The EU mission is on an upswing at present. It has a first-class Finnish leader and it has more people on the ground than previously. The figure is not yet up to 400, but it is well into the 300s. The sense in Brussels and London is that the situation has improved and is continuing to improve. That is not to say that things are going very well. As those who have read Sherard Cowper-Coles’ book are extremely well aware, Afghanistan presents a very difficult situation. Giving ordinary people in the provinces outside Kabul confidence in the state and in its governance is extraordinarily difficult. EUPOL has therefore begun with city policing and is working in particular in Kabul and a number of other areas to try to build civilian city policing as a constructive way forward.

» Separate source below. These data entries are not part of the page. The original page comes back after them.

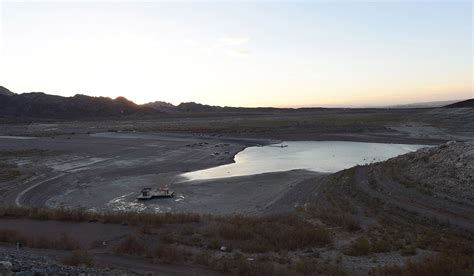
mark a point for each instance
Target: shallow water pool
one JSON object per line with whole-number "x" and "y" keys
{"x": 320, "y": 156}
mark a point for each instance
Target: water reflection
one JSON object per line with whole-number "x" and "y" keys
{"x": 321, "y": 156}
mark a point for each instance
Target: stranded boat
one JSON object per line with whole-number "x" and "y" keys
{"x": 149, "y": 193}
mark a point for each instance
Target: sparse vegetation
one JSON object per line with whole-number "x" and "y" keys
{"x": 78, "y": 215}
{"x": 79, "y": 258}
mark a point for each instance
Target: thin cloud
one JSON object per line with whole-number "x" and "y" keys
{"x": 233, "y": 40}
{"x": 239, "y": 52}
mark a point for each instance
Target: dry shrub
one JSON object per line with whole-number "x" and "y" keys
{"x": 171, "y": 253}
{"x": 79, "y": 215}
{"x": 358, "y": 247}
{"x": 79, "y": 257}
{"x": 131, "y": 246}
{"x": 439, "y": 264}
{"x": 63, "y": 242}
{"x": 274, "y": 233}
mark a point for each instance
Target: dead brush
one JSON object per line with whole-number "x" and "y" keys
{"x": 79, "y": 258}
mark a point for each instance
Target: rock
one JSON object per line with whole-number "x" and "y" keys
{"x": 6, "y": 264}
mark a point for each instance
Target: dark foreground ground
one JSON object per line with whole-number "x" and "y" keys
{"x": 411, "y": 214}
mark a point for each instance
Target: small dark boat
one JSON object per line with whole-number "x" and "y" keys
{"x": 149, "y": 193}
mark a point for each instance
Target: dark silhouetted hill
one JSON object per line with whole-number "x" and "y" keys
{"x": 41, "y": 105}
{"x": 159, "y": 105}
{"x": 466, "y": 103}
{"x": 5, "y": 92}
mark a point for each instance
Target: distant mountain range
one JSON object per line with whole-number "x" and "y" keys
{"x": 466, "y": 103}
{"x": 41, "y": 105}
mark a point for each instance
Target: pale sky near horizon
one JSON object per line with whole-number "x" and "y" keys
{"x": 310, "y": 53}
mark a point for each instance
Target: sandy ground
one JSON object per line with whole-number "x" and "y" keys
{"x": 107, "y": 170}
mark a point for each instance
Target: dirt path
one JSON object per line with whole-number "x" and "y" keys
{"x": 412, "y": 201}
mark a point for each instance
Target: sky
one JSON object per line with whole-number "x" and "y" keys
{"x": 236, "y": 53}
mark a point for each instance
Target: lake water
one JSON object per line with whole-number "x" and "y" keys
{"x": 320, "y": 156}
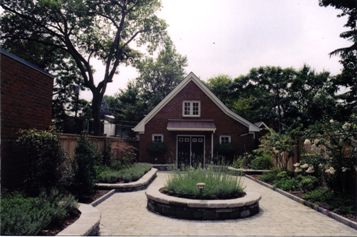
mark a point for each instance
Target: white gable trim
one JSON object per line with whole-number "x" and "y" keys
{"x": 140, "y": 127}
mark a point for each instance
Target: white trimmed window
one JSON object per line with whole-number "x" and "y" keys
{"x": 158, "y": 138}
{"x": 191, "y": 108}
{"x": 224, "y": 139}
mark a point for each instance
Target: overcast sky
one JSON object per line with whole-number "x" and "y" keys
{"x": 232, "y": 36}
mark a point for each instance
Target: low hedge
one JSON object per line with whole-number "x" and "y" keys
{"x": 106, "y": 174}
{"x": 21, "y": 215}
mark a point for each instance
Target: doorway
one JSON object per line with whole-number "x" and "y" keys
{"x": 190, "y": 150}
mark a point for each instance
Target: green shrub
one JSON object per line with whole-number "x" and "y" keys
{"x": 307, "y": 182}
{"x": 131, "y": 173}
{"x": 261, "y": 163}
{"x": 43, "y": 158}
{"x": 156, "y": 149}
{"x": 22, "y": 215}
{"x": 218, "y": 185}
{"x": 225, "y": 149}
{"x": 269, "y": 176}
{"x": 85, "y": 156}
{"x": 242, "y": 161}
{"x": 319, "y": 195}
{"x": 287, "y": 184}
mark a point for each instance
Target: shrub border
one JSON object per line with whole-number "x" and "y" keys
{"x": 87, "y": 224}
{"x": 140, "y": 184}
{"x": 317, "y": 208}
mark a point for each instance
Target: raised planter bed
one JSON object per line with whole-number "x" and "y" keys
{"x": 246, "y": 171}
{"x": 322, "y": 210}
{"x": 194, "y": 209}
{"x": 140, "y": 184}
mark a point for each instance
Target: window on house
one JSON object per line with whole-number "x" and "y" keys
{"x": 158, "y": 138}
{"x": 191, "y": 109}
{"x": 224, "y": 139}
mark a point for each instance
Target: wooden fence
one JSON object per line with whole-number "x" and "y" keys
{"x": 69, "y": 143}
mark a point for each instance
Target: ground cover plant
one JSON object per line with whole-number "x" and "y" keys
{"x": 130, "y": 173}
{"x": 218, "y": 184}
{"x": 24, "y": 215}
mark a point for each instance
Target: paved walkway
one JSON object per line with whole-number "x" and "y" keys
{"x": 126, "y": 214}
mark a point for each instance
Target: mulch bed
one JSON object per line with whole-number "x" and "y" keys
{"x": 55, "y": 229}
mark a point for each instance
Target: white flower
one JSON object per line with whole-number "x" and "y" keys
{"x": 310, "y": 170}
{"x": 346, "y": 126}
{"x": 344, "y": 169}
{"x": 330, "y": 170}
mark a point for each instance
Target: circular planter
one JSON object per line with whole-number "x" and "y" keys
{"x": 195, "y": 209}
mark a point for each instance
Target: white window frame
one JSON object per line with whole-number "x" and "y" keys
{"x": 157, "y": 135}
{"x": 225, "y": 136}
{"x": 191, "y": 108}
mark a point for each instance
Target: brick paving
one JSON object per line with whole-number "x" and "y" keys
{"x": 126, "y": 214}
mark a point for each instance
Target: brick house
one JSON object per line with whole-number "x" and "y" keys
{"x": 26, "y": 98}
{"x": 191, "y": 121}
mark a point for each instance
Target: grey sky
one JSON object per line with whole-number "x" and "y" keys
{"x": 233, "y": 36}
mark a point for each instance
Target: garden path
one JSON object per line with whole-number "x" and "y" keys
{"x": 126, "y": 214}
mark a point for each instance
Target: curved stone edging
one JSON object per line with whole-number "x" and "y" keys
{"x": 247, "y": 171}
{"x": 185, "y": 208}
{"x": 322, "y": 210}
{"x": 140, "y": 184}
{"x": 102, "y": 198}
{"x": 87, "y": 224}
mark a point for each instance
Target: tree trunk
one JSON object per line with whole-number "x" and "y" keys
{"x": 96, "y": 104}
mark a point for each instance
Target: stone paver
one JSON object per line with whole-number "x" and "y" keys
{"x": 126, "y": 214}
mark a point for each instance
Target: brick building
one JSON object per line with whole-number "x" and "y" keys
{"x": 26, "y": 97}
{"x": 191, "y": 121}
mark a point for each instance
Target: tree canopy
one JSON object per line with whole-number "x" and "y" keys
{"x": 111, "y": 31}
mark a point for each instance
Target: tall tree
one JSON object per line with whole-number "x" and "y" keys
{"x": 348, "y": 76}
{"x": 221, "y": 86}
{"x": 159, "y": 76}
{"x": 87, "y": 29}
{"x": 284, "y": 98}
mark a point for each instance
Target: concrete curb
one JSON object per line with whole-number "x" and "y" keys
{"x": 324, "y": 211}
{"x": 102, "y": 198}
{"x": 87, "y": 224}
{"x": 140, "y": 184}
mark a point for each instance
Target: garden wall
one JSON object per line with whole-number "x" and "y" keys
{"x": 26, "y": 98}
{"x": 69, "y": 142}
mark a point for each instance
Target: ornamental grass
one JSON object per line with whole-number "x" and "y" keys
{"x": 218, "y": 184}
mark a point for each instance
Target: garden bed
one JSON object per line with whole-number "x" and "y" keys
{"x": 331, "y": 206}
{"x": 131, "y": 173}
{"x": 140, "y": 184}
{"x": 196, "y": 209}
{"x": 44, "y": 215}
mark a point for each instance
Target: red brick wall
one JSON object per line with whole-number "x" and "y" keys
{"x": 26, "y": 96}
{"x": 225, "y": 125}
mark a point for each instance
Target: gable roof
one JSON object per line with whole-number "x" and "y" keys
{"x": 261, "y": 125}
{"x": 140, "y": 127}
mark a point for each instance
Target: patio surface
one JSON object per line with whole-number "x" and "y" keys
{"x": 126, "y": 214}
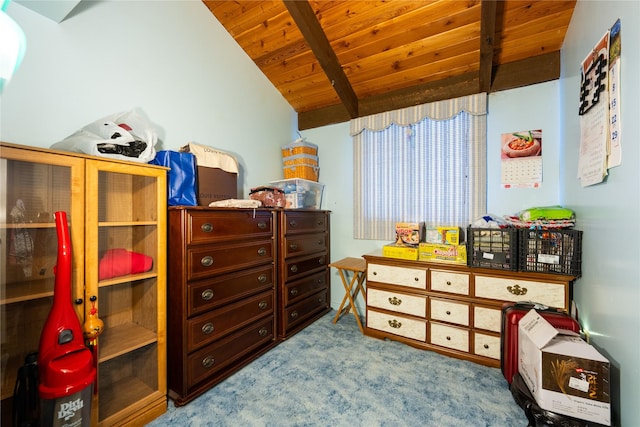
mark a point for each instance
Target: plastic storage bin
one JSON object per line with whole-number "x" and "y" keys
{"x": 301, "y": 193}
{"x": 551, "y": 251}
{"x": 493, "y": 248}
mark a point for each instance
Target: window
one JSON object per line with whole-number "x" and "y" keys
{"x": 425, "y": 163}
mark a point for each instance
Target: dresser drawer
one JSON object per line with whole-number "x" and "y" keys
{"x": 448, "y": 311}
{"x": 304, "y": 244}
{"x": 402, "y": 276}
{"x": 209, "y": 360}
{"x": 301, "y": 311}
{"x": 486, "y": 345}
{"x": 397, "y": 301}
{"x": 299, "y": 267}
{"x": 205, "y": 295}
{"x": 300, "y": 289}
{"x": 217, "y": 323}
{"x": 210, "y": 226}
{"x": 504, "y": 289}
{"x": 446, "y": 281}
{"x": 397, "y": 325}
{"x": 205, "y": 261}
{"x": 304, "y": 222}
{"x": 487, "y": 318}
{"x": 450, "y": 337}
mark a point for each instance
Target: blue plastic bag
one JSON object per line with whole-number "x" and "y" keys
{"x": 181, "y": 186}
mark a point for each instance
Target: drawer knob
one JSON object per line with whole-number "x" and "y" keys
{"x": 395, "y": 324}
{"x": 207, "y": 328}
{"x": 207, "y": 294}
{"x": 395, "y": 301}
{"x": 517, "y": 290}
{"x": 208, "y": 362}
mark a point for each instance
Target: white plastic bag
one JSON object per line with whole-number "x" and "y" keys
{"x": 122, "y": 136}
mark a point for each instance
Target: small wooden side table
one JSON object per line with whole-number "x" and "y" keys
{"x": 352, "y": 287}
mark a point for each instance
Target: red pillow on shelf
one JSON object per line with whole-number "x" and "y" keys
{"x": 120, "y": 262}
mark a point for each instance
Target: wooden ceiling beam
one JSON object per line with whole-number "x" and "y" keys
{"x": 487, "y": 36}
{"x": 304, "y": 17}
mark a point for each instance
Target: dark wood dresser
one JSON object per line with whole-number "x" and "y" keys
{"x": 303, "y": 269}
{"x": 221, "y": 294}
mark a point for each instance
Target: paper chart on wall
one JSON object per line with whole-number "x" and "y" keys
{"x": 594, "y": 115}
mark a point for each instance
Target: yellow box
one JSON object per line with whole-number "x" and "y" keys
{"x": 444, "y": 235}
{"x": 393, "y": 250}
{"x": 449, "y": 253}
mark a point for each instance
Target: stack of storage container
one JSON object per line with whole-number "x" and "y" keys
{"x": 300, "y": 160}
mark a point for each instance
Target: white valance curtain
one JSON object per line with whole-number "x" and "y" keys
{"x": 423, "y": 163}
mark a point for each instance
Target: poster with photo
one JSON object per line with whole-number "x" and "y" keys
{"x": 521, "y": 159}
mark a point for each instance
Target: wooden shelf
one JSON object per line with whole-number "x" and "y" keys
{"x": 119, "y": 340}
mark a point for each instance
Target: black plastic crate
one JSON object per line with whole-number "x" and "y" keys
{"x": 493, "y": 248}
{"x": 551, "y": 251}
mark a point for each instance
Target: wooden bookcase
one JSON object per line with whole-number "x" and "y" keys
{"x": 110, "y": 205}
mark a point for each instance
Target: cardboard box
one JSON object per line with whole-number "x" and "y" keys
{"x": 409, "y": 233}
{"x": 394, "y": 250}
{"x": 564, "y": 373}
{"x": 216, "y": 184}
{"x": 448, "y": 253}
{"x": 444, "y": 235}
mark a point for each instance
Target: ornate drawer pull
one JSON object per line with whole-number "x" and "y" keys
{"x": 517, "y": 290}
{"x": 207, "y": 294}
{"x": 395, "y": 301}
{"x": 208, "y": 362}
{"x": 395, "y": 324}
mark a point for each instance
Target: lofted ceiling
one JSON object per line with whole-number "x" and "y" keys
{"x": 338, "y": 60}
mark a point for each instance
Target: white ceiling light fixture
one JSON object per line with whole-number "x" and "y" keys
{"x": 12, "y": 45}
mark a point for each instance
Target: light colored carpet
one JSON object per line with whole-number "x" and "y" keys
{"x": 332, "y": 375}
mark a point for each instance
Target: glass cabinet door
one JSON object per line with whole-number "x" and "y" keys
{"x": 33, "y": 186}
{"x": 125, "y": 276}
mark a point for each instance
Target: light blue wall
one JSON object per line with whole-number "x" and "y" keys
{"x": 608, "y": 294}
{"x": 171, "y": 59}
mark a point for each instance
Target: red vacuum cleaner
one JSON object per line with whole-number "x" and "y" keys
{"x": 66, "y": 367}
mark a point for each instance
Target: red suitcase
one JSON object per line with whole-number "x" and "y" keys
{"x": 511, "y": 315}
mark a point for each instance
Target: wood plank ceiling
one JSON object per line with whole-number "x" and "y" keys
{"x": 338, "y": 60}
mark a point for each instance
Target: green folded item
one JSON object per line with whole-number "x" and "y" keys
{"x": 546, "y": 212}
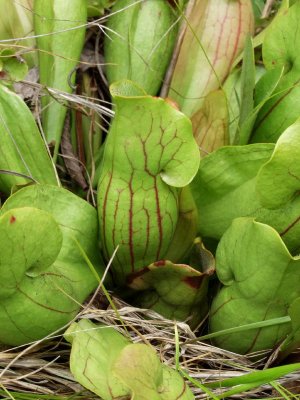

We recognise that what we are doing in training leaders of the police force is a long-term investment, but we hope that it is improving and providing the leadership for the much larger number of police recruits who are being trained through the NATO mission. We also feel that EU/NATO co-operation has improved and is continuing to improve on an informal basis without us stubbing our toes on the underlying problems of formal EU/NATO relations. However, that is something of which the Government are acutely aware.

To come back to where I started, it is an active concern of the British Government, as it was of our predecessors, to continue to improve our capabilities in this very large area, in which weak and failed states need to make the transition to stronger governance, a more effective rule of law and, as far as possible, the building of civil society and democratic institutions. That is what the conflict pool has been about. It is the area on which we continue to work, and it is something that the Government are talking about with civilian police providers and others, as well as with our partners in Brussels.

I thank the committee very much for this report. I look forward to continuing reports on this area, and I hope that other Governments, as well as many people in Brussels, have read it as well.